Od pierwszego pojawienia się w „Biurze” Zach Woods zrobił karierę w telewizji. Zaraz po swoim ostatnim występie Woods dołączył do głównej obsady docenionego przez krytyków sitcomu HBO Dolina Krzemowa, obok Thomasa Middleditcha, Kumaila Nanjianiego i TJ Millera. Od tego czasu ponownie spotkał się z aktorem Davidem Wallace’em, Andym Buckleyem, przy innym serialu HBO, komedii science-fiction z Hugh Lauriem, Avenue 5. Jednak w miarę jak jego kariera wciąż się rozwija, pojawiają się plotki o ponownym uruchomieniu „Biura” — nawet gdy pisarze tacy jak BJ Novak i Greg Daniels całkowicie odrzucają ten pomysł. Mimo to niektórzy fani mogą być ciekawi, którzy byli członkowie obsady hipotetycznie powrócą – dla Woodsa odpowiedź wydaje się dość jasna.
Gabe jest po prostu zbyt dziwny i smutny dla Zacha Woodsa
W rozmowie z ComicBook.com Zach Woods ma nadzieję, że powróci w potencjalnym ponownym uruchomieniu „Biura” — ale jego rozumowanie jest charakterystycznie osobliwe i empatyczne. Woods nie jest niechętny do powrotu, ponieważ nie podobał mu się czas spędzony w serialu lub dlatego, że chce zdystansować się od projektu, który zapoczątkował jego karierę, po prostu czuje, że ponowne zagranie Gabe’a Lewisa byłoby zbyt niewygodne. „Ten biedak” – żartował aktor „Avenue 5” w rozmowie z ComicBook.com. „Byłbym szczęśliwy, gdybym nie spędził ani chwili dłużej w jego skórze”.

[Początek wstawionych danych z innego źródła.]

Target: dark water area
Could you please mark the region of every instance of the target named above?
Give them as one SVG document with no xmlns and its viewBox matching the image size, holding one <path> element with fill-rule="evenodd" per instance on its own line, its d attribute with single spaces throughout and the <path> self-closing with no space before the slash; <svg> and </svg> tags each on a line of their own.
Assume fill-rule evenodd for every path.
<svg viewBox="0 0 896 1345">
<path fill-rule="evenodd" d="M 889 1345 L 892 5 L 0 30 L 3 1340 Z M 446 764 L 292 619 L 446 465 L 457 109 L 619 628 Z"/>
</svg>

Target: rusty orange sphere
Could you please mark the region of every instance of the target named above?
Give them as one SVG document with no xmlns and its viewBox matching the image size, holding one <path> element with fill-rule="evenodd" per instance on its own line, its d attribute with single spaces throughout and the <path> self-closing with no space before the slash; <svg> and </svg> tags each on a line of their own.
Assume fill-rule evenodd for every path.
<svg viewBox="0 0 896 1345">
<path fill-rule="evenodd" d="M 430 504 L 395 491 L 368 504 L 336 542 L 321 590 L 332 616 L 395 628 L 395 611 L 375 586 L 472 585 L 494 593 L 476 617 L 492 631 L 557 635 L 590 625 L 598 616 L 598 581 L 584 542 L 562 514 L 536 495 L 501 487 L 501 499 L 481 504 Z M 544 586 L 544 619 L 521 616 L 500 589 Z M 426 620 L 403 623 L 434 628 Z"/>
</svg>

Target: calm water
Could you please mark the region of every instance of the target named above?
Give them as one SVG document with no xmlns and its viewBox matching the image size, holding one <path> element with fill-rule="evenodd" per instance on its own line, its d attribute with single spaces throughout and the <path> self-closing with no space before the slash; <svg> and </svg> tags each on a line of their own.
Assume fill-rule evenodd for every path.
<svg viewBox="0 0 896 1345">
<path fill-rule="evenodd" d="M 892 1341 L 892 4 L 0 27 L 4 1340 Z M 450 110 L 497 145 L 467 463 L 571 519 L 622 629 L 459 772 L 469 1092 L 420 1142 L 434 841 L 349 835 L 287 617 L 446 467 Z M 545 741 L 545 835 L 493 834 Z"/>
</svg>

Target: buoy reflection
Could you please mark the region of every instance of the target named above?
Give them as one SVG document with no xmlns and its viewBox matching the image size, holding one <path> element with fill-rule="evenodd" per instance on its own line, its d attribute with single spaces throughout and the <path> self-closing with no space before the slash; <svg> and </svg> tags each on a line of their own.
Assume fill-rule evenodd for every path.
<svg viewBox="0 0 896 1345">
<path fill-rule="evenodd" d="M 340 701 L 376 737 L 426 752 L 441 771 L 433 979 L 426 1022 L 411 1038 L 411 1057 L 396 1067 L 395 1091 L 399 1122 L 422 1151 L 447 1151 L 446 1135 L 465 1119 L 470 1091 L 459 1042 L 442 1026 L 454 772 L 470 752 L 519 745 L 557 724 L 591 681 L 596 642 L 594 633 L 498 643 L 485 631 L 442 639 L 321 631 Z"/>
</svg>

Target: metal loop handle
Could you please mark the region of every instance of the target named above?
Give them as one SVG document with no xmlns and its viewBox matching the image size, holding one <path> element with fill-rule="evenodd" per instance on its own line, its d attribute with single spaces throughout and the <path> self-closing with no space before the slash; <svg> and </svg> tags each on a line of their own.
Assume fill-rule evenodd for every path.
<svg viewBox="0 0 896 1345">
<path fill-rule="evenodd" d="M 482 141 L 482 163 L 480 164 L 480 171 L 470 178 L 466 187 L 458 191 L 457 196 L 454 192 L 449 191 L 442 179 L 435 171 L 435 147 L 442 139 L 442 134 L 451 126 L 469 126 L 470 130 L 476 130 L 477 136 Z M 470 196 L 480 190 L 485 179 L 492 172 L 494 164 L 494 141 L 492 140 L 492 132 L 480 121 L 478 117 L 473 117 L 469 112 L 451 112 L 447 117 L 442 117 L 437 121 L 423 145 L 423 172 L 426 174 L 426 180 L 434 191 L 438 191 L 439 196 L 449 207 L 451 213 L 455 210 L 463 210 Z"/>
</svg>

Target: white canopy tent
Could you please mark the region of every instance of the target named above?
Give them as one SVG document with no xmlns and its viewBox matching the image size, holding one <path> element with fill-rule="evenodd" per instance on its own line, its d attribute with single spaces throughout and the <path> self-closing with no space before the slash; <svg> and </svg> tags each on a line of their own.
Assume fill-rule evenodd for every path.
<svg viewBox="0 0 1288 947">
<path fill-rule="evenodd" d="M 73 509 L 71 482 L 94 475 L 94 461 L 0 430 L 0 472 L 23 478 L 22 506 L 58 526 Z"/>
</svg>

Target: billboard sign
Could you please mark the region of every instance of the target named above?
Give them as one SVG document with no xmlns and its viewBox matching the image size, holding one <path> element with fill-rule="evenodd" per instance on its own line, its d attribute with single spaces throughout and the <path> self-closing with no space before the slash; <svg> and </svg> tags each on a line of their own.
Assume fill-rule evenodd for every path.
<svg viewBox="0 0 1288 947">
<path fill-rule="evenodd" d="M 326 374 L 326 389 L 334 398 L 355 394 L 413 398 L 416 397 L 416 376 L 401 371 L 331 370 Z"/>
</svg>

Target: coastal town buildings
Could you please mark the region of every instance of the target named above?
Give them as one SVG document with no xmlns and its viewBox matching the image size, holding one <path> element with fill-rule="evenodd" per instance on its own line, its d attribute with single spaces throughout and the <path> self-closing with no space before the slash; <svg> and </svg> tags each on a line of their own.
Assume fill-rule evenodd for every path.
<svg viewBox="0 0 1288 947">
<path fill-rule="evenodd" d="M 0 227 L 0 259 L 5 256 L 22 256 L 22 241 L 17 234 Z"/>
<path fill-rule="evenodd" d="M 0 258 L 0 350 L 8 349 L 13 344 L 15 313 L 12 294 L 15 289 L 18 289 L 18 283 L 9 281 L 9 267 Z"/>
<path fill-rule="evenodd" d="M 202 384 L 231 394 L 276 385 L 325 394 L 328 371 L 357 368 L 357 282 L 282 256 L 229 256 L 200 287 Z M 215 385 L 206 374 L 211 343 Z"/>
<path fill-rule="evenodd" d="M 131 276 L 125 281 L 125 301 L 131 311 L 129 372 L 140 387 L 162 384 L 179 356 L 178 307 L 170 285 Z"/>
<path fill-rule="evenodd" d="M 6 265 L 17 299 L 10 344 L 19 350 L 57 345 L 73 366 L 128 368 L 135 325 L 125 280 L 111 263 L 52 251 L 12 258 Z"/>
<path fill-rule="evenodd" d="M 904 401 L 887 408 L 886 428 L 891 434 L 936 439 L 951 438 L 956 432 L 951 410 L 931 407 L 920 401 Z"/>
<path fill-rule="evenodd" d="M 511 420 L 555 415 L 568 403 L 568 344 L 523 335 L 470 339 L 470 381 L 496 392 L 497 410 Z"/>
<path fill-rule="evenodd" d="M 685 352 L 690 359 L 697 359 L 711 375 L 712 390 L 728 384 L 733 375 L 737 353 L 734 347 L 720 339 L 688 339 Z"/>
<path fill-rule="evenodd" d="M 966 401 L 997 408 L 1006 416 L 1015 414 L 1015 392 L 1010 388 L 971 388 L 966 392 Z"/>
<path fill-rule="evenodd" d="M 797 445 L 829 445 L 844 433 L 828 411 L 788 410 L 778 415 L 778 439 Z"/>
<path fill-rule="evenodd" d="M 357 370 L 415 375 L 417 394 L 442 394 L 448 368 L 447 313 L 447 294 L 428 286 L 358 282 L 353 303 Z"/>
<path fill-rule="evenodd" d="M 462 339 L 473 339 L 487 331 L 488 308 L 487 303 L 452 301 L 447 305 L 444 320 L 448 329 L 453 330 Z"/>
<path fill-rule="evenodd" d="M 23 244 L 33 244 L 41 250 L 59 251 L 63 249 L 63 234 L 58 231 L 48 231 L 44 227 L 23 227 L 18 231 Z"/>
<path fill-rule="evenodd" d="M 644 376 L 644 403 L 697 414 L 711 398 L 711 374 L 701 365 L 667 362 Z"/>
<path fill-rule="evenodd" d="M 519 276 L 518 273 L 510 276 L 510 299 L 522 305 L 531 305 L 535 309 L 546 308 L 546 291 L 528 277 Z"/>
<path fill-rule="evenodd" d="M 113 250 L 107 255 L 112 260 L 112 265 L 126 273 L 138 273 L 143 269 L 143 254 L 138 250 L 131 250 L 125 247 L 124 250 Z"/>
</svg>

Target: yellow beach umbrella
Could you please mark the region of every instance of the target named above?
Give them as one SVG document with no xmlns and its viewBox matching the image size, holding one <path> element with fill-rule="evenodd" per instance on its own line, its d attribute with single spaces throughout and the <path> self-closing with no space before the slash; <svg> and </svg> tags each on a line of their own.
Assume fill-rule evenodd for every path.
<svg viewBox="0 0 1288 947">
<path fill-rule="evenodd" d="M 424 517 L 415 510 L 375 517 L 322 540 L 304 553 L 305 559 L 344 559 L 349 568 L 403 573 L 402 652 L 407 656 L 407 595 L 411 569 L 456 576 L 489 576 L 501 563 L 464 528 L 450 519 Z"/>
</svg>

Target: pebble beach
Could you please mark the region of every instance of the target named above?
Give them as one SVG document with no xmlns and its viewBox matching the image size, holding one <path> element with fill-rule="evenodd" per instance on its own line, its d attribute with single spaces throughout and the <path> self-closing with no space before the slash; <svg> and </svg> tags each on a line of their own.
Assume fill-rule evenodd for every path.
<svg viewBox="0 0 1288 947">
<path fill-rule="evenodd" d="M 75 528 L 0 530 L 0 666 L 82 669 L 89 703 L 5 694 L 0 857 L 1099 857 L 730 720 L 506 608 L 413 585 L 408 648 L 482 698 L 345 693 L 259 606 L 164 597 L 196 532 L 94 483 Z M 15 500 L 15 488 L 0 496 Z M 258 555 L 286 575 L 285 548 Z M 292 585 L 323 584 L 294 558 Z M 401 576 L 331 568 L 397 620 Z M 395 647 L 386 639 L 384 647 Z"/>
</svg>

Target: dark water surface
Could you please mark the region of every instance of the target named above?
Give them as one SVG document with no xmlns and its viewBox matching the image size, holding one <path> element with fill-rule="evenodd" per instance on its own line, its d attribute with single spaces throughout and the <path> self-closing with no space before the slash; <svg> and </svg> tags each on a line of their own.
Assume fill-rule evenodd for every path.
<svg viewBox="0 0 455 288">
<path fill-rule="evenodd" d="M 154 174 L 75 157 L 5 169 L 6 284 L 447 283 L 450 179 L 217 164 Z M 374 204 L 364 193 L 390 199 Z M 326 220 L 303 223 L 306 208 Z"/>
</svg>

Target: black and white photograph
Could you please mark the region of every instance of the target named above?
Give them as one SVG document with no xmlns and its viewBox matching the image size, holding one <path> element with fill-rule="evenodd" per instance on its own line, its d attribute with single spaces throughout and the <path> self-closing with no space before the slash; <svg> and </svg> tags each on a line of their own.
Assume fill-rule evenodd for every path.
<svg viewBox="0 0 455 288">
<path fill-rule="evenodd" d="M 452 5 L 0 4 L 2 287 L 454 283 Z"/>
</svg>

Woods, który opisał siebie jako darzącego Gabe’a „wielkim uczuciem”, przyznał wcześniej w wywiadzie, że nadal cieszy go granie niezrozumianego dziwaka Dundera Mifflina. „Uwielbiałem grać Gabe’a”, powiedział, „ale to był mój pierwszy raz [TV job] Naprawdę…” Chociaż są pewne role, do których Woods chętnie by wrócił (w tym postać „mrugnij i przegap” z „Innych ludzi” z 2016 roku), stwierdza jasno, że Gabe nie jest jednym z „To była fajna rola do grania, ponieważ to zabawny program”, powiedział, „ale bycie Gabe’em nie jest czymś, czego życzyłbym komukolwiek, zwłaszcza Gabe’owi”.